The large, population-based sample of adults and the 20 year follow-up of participants with 3 tests in many cases are the strengths of this study. Our results may be more generalizable than previous studies due to the population-based sampling of participants, the substantial proportion of women and black participants, and the inclusion of smokers and obese persons. While the repeat testing is a strength, a limitation for determining repeatability is that testing was completed only 3 times by each participant spread out over 20 years. Due to the symptom-limited maximal test protocol that was used, it is difficult in these data to distinguish differences among participants in true maximal heart from differences in proportion of true maximum achieved. However, use of the symptom-limited test allowed us to perform testing in nearly everyone in the study.

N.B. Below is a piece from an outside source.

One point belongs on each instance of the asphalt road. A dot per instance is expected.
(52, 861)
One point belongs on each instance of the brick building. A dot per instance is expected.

In conclusion, for those using exercise testing for providing a target heart rate during exercise, one implication from this study is that people with lower BMI lose MHR very slowly through their 20s and 30s, then start to lose more quickly in the 40s, yet at a slower rate than was observed in Tanaka's equation. People with higher BMI lose MHR throughout age 18-50 at about the rate of 0.7 beats/minute per year of age as specified by Tanaka et al. (22
). While no precise alteration to the formula 208-0.7*age is possible from these CARDIA data, partly because such an alteration would only apply to ages 18-50. Clinicians making exercise prescriptions should be aware that the loss of MHR is quadratic in most people, and is very slow in the smallest younger individuals. For those with higher BMI, the clinician should be aware that the rate of loss of MHR is steep, even at younger ages. Future study involving participants at older ages (>50 years) is needed. Further characterization of the distribution of the percent of true MHR achieved in submaximal testing would be helpful.